My oh shit moment was when tool calling was emerging as a capability. That was the moment I realized that LLMs would be the glue connecting a million different use-cases in a million ways we wouldn't even be able to imagine.
Oh shit, look at those RAM and SDD prices.
A couple of years ago now.
I asked it to write a script that would search for a specific string in footers in a massive series of DOCX files and change them according to some rules. The strings ended up being embedded in cells within an invisible table in the footers, the LLM realized this and switched strategy to a full deep traversal of the underlying XML. It correctly processed like 50 of these files in about 10 minutes, using libraries I wasn't aware of. I had spent an hour being annoyed before trying.
It was an "oh shit" moment for at least that category of work.
Until Claude Sonnet 4, it was Meh no big deal. 4 onwards and Opus was when I was really surprised by the ability. But nowadays, I'm more convinced than ever that using AI for all code is a mistake. The sum total of productivity, although hard to predict, from anecdata seems to be a net negative if AI is blindly used everywhere.
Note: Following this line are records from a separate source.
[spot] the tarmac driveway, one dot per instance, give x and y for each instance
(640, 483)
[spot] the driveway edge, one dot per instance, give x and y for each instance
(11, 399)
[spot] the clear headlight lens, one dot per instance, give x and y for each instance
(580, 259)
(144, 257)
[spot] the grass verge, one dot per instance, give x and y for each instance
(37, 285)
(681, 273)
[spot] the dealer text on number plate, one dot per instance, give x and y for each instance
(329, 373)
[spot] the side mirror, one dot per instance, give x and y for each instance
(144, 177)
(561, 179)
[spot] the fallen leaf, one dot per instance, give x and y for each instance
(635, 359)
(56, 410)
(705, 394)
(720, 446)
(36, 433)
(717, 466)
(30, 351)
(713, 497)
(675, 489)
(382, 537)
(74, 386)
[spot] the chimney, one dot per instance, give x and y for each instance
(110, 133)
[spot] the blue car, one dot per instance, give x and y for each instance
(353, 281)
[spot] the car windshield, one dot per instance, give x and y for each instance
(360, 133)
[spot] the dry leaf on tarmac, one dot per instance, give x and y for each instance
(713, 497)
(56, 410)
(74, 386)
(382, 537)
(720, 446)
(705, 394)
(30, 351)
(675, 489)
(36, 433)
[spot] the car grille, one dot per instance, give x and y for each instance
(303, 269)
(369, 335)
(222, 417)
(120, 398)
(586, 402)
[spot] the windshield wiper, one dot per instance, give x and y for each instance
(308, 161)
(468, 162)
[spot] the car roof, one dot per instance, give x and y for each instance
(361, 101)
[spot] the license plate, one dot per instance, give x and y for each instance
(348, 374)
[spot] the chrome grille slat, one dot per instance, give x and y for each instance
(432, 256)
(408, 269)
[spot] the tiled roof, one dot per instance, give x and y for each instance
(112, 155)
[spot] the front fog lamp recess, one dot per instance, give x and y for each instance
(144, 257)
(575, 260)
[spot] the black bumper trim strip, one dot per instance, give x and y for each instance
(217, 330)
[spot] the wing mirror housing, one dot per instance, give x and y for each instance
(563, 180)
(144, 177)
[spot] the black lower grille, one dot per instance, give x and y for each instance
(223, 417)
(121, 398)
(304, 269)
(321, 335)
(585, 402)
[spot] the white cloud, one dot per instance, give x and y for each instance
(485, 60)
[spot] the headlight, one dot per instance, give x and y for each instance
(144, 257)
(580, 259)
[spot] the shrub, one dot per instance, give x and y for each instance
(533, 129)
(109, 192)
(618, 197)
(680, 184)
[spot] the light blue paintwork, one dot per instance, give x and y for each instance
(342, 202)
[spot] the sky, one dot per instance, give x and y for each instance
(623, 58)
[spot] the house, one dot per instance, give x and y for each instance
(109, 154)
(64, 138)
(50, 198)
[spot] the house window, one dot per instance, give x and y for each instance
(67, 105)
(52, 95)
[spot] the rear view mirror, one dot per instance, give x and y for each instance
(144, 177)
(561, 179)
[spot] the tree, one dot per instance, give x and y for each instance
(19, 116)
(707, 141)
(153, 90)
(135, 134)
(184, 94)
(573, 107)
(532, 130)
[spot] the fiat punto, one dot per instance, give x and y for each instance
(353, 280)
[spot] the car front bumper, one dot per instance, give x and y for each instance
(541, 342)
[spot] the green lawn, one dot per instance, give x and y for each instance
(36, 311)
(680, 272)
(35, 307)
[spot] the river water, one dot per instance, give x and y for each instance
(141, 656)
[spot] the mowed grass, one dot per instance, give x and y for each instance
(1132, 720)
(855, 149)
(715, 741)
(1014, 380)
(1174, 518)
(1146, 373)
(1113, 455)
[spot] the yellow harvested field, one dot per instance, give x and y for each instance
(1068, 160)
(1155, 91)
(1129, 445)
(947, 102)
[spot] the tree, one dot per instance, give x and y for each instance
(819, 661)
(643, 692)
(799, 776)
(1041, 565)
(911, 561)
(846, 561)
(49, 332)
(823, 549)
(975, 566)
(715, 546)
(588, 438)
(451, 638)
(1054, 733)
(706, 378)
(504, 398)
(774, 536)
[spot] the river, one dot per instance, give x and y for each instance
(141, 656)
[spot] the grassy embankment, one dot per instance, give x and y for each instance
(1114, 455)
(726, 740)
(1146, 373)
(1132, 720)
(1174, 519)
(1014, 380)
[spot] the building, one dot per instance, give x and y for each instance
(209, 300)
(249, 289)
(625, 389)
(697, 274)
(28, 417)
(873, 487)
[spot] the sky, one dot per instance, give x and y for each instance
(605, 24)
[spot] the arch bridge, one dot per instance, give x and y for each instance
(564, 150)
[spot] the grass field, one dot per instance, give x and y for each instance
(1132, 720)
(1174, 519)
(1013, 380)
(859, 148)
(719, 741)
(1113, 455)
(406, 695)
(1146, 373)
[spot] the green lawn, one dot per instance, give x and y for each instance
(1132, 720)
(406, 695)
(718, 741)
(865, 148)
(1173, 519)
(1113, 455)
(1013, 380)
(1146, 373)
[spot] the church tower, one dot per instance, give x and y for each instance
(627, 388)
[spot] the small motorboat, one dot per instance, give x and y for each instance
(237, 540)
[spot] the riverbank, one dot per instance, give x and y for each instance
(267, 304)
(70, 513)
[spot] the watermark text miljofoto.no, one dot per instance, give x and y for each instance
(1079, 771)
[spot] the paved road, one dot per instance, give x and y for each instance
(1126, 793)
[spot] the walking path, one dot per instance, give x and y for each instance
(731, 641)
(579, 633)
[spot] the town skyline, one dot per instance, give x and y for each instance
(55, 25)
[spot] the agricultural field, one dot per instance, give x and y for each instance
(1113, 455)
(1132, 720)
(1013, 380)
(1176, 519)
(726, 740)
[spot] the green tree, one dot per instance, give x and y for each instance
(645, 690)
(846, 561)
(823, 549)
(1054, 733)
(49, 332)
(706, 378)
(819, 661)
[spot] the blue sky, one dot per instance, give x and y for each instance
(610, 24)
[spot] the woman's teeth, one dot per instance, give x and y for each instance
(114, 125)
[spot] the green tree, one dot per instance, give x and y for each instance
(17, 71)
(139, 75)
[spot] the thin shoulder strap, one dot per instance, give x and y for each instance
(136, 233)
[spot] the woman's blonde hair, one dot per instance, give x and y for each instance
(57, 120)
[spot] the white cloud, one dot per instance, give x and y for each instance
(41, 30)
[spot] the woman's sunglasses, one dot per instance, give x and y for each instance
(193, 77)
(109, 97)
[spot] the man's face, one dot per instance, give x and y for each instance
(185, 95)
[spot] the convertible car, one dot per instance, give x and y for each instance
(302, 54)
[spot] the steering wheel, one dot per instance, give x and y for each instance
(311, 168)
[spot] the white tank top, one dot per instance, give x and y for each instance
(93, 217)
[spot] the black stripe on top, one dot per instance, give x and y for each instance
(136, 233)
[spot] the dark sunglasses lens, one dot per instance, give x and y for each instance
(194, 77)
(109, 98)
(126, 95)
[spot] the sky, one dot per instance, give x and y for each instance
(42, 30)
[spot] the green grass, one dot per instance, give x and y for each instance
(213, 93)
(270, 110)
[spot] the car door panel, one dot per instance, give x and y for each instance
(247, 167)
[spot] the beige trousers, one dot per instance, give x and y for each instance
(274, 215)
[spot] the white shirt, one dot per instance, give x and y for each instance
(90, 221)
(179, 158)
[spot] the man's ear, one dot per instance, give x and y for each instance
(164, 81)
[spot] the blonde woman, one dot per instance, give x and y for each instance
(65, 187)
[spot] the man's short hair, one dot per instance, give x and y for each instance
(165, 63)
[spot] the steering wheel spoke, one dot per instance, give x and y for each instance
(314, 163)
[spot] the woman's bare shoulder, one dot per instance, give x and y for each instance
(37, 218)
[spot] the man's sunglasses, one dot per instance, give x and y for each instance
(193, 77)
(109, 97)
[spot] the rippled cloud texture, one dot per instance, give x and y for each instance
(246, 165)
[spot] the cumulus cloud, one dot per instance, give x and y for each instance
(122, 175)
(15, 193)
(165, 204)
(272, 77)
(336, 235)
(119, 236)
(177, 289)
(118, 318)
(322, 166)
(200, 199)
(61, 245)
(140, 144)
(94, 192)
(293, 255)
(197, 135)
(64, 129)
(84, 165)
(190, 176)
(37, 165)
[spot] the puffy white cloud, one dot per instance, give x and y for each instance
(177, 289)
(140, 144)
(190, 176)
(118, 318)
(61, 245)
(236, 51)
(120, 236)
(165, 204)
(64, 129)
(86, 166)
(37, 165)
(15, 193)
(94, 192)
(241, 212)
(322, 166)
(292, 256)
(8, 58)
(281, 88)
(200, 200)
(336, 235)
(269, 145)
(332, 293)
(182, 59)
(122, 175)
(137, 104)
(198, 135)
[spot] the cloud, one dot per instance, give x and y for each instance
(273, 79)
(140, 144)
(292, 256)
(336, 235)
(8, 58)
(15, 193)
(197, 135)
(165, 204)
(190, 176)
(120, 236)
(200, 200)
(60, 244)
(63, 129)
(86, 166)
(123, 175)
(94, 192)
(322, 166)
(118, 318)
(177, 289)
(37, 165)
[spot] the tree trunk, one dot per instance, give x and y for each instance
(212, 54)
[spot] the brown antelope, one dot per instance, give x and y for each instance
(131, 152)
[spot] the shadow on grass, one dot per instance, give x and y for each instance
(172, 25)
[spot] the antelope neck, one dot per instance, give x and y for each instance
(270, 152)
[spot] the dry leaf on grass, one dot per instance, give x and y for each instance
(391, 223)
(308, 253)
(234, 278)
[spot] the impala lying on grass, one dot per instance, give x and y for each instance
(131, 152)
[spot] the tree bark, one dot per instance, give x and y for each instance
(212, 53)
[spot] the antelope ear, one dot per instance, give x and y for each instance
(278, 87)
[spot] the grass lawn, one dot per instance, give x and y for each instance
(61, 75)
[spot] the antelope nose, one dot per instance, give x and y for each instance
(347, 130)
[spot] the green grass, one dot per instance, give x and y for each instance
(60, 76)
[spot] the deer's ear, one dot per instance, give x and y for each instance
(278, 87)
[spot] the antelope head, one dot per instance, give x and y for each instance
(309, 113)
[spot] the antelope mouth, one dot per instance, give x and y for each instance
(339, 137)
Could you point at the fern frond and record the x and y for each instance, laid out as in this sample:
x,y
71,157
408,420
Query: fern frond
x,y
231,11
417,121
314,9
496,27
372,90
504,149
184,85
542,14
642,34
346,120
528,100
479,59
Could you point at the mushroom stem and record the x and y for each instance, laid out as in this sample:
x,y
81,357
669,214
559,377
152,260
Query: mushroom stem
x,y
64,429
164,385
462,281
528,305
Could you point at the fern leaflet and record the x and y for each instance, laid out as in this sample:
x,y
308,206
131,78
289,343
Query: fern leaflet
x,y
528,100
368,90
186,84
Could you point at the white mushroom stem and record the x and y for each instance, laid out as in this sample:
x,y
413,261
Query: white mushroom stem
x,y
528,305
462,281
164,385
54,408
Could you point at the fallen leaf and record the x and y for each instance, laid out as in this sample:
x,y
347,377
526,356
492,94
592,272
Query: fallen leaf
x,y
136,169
Using it at the periphery, observing, debugging etc is excellent aid. I use it at the day job I hate and at personal tasks that I don't have time for. But for personal projects I love, zero.
Coding was never the blocker and was a natural enforcer of quality. Healthy teams with strong opinions on quality will win eventually. I'm more hopeful after the bubble burst, companies will come back slowly to sanity.
I was trying to use Opus 4.6 in Claude Code to add some functionality to python code intended to run on a cluster and it didn't have any python environment in its remote environment. It needed to look at the schema of a parquet file to make sure it did things right and couldn't figure out how to do so with code because for god knows what reason there is no python environment in the dev environment for code intended to be run on a compute cluster in Python. Eventually it decided to just examine the raw binary bytes of the header, and then wrote perfectly functional code based on that.
On a different note I recently uploaded several thousand scraped IPO prospectuses to the gpt 5.4 mini API to parse and extract certain data. I ordered it in the system prompt to respond exactly with a specified JSON schema. When I got the results back and processed them there was not a single JSON parse error whatsoever. The model didn't have a single hallucination that created malformed JSON or JSON not matching the given schema across several hundred million input tokens and several million output tokens. And this was 5.4 Mini!
Nvidia GauGAN and deep-daze amused me immensely at the age of 14 or so. I've had "a man painting a completely red image" saved for a long time.
It is insane how primitive modern inpainting and txt2image make these two projects look.